После этого заявления возникает молчание. Вероника тем временем повернулась на бок.
-- Я жарюсь на ореховом масле, -- говорит она лениво. -- Я не сгорю, а только подрумянюсь.
Мадемуазель Феррюс пропустила шутку мимо ушей.
-- Все же советую быть осторожней, -- говорит она, Ее взгляд упирается в талию невестки.
-- Не забывайте о ребенке, -- добавляет мадемуазель Феррюс, понизив голос.
-- Пусть привыкает, -- отвечает Вероника. -- Он будет солнцепоклонником.
-- Надеюсь, что нет, -- решительно возражает мадемуазель Феррюс и вскидывает на переносицу темные очки.
-- Отчего же? Как все через двадцать лет.
-- Через двадцать лет все будут поклоняться солнцу? -- с тревогой восклицает мадемуазель Феррюс.

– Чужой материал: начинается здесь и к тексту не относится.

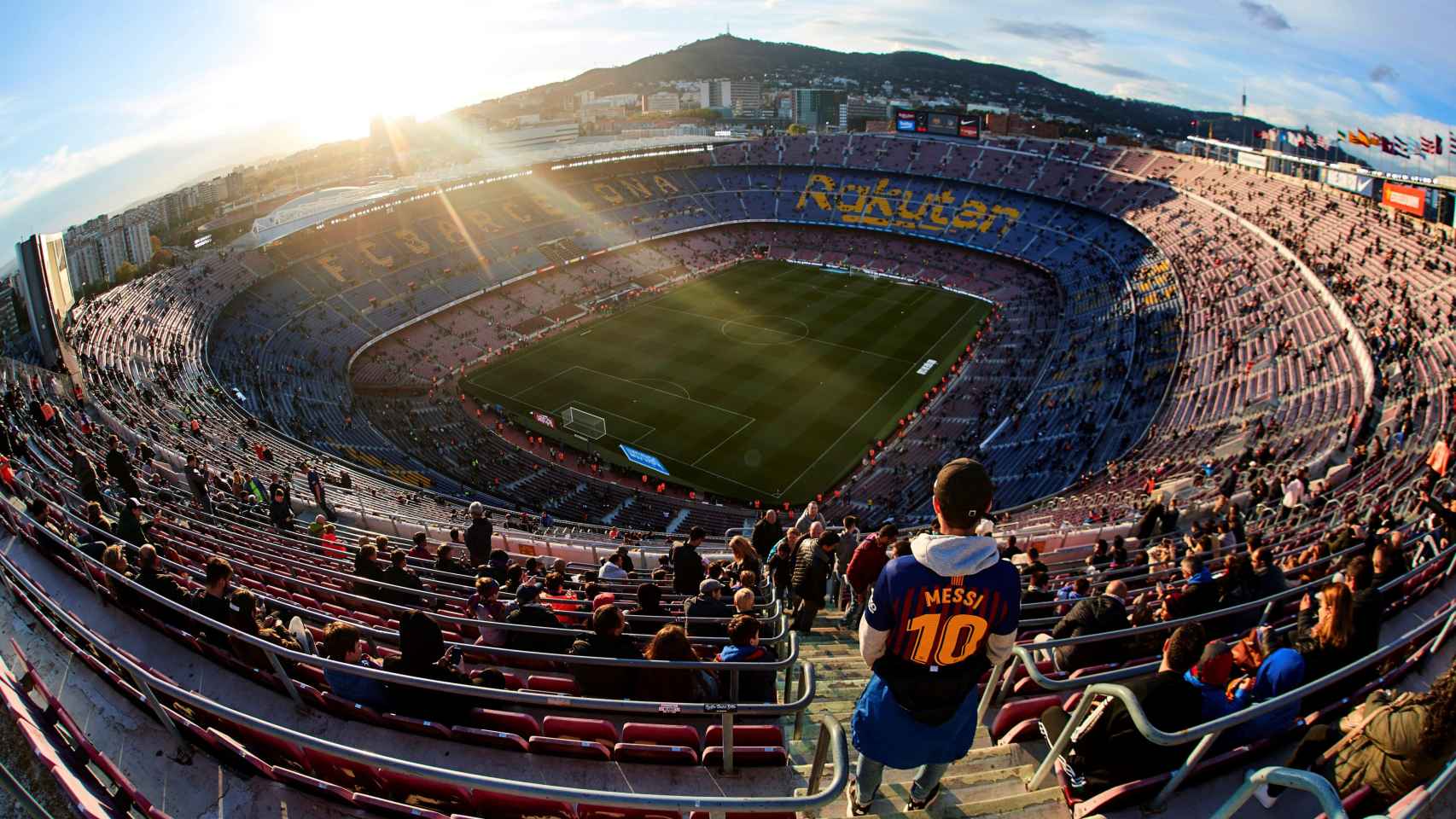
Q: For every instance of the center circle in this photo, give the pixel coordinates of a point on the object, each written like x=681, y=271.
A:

-- Вероника шутит, -- говорит мосье Феррюс сестре. -- Ты все понимаешь буквально.
-- Через двадцать лет! -- подхватывает Жанина. -- Интересно, где мы будем через двадцать лет?
Она садится на песок, потягивается, как после сна.
-- Как где? Здесь, конечно, -- поспешно откликается мадемуазель Феррюс, боясь, что разговор иссякнет.
-- Ты оптимистка, -- говорит Жанина.
-- А ты думаешь, что я к тому времени уже умру?
-- Я не это хотела сказать...
-- А что же?
-- Я думаю об атомной войне, о китайцах...
-- О, ты считаешь, что кита...
-- Который час? -- вдруг спохватывается мадам Феррюс. -- Должно быть, скоро полдень. Я пойду готовить завтрак.
Она складывает свитер, который вяжет, запихивает его в сумку вместе со спицами и клубком шерсти и поднимается. Ее дочь тоже встает и накидывает купальный халат.
-- Я пойду с тобой, мама.
-- Они не посмеют развязать войну! -- восклицает мадемуазель Феррюс, обращаясь к пляжу, к небу и к морю. -- Это был бы конец.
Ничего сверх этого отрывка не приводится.